So what can Microsoft do to make us trust PCs again?
Written by Mary Branscombe, Contributor

Microsoft wants to make customers love Windows, CEO Satya Nadella said at the Windows 10 event in January.

But the company wants to do that without changing the fact that you don't buy Windows from Microsoft - you buy it as part of a PC that Microsoft has little control over.

By loading the Superfish software that intercepts secure web traffic (to insert ads, but using a poorly-encrypted root certificate that hackers can also target, meaning you no longer know what to trust), Lenovo has shown quite how much of a problem that can be.

PC makers have every incentive to load that PC down with extra software, because they get paid a bounty for all of it. And they're loathe to spend money making premium PCs when cheap PCs are what sell the most.

Superfish is more than inconvenient; it's downright dangerous. The certificate it uses to intercept your browsing has been thoroughly compromised and can be used for signing software your PC would trust, as well as telling you that your online banking site is secure when it's intercepting your traffic- just to give attackers a couple of ideas. It also stops smartcards from working. Even worse, Lenovo's initial instructions for removing it would leave vulnerable certificate on your PC.

And this isn't the first time OEM software has caused problems. One notebook I looked at a few years ago had an amazing 79 running processes when you started Windows (not including the processes for Windows itself) all of them pre-installed software. One of them was a cloud storage service that hooked every single file write and redirected it via the network stack, making saving a file very like swimming through treacle.

There have been other incidents too, like Sony putting software on audio CDs that installed rootkits in Windows to stop you making copies of them (which couldn't be uninstalled, slowed down your system and added security holes that malware quickly took advantage of).

Poor specs and poor judgement about software by the OEMs make it hard to love Windows, no matter how hard Microsoft works on the OS. At the January event, I asked if Microsoft had the will to make hard decisions about this to protect users and Terry Myerson returned a very diplomatic answer.

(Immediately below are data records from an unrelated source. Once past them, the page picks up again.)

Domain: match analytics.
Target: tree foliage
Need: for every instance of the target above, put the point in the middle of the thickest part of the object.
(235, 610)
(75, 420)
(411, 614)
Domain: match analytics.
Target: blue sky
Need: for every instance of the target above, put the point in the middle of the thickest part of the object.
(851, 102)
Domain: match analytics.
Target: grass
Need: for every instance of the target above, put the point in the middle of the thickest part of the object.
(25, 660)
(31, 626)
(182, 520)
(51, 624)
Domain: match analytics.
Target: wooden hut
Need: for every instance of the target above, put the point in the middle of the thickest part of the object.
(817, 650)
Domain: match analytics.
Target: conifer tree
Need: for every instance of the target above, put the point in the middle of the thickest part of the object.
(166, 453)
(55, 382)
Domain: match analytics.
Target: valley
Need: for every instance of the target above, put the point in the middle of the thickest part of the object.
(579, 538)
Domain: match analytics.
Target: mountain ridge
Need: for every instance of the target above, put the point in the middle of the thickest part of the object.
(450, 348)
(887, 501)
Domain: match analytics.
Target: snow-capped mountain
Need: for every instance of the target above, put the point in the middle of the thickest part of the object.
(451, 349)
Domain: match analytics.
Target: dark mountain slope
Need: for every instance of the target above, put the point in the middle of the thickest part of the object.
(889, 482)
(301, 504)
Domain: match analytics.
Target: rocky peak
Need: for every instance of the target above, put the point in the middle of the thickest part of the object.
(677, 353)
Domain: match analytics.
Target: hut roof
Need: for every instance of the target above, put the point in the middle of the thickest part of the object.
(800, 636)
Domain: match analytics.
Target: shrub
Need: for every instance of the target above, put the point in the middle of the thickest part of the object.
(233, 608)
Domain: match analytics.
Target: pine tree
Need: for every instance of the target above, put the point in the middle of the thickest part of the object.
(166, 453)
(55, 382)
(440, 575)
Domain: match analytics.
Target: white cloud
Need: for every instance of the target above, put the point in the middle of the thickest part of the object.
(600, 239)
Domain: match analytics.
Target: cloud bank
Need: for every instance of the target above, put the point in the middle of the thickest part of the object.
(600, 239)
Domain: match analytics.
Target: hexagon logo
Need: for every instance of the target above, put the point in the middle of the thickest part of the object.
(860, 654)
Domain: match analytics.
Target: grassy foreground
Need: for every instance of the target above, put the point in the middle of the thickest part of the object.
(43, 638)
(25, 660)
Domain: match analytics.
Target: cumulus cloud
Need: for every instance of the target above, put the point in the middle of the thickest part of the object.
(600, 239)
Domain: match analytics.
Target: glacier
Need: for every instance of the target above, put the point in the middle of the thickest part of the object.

"I think we've had increasingly great partnership with OEMs; they've been partnering with us and moving to Windows as service. I think we all share the same aspiration to have incredibly delighted user with products. We're all on the same page with our shared goal," he told me.

That sounds a little kind when PC makers are so willing to compromise their user experience (even if you believe their claim that they're trying to give you more features on your PC, which is a strange way to think about putting more ads onto the web pages you see.) But you can understand the Windows team being diplomatic about this, because they're in a tricky position.

Microsoft doesn't have a lot of power to change what OEMs do, beyond selling PCs in the Microsoft Store that have the Signature edition of Windows, which doesn't include the foistware and crapware of the same PCs bought direct from the manufacturers.

Microsoft tests all the mainstream PCs that come onto the market and it could say to Lenovo that something is a bad idea. But it can't force a company not to do it. It probably can't even change the terms of the Windows OEM licence to stop OEMs adding extra software; not only would it be very hard to define and enforce, but it would push OEMs from Windows to Android and Chrome. It might even earn Microsoft another anti-trust investigation.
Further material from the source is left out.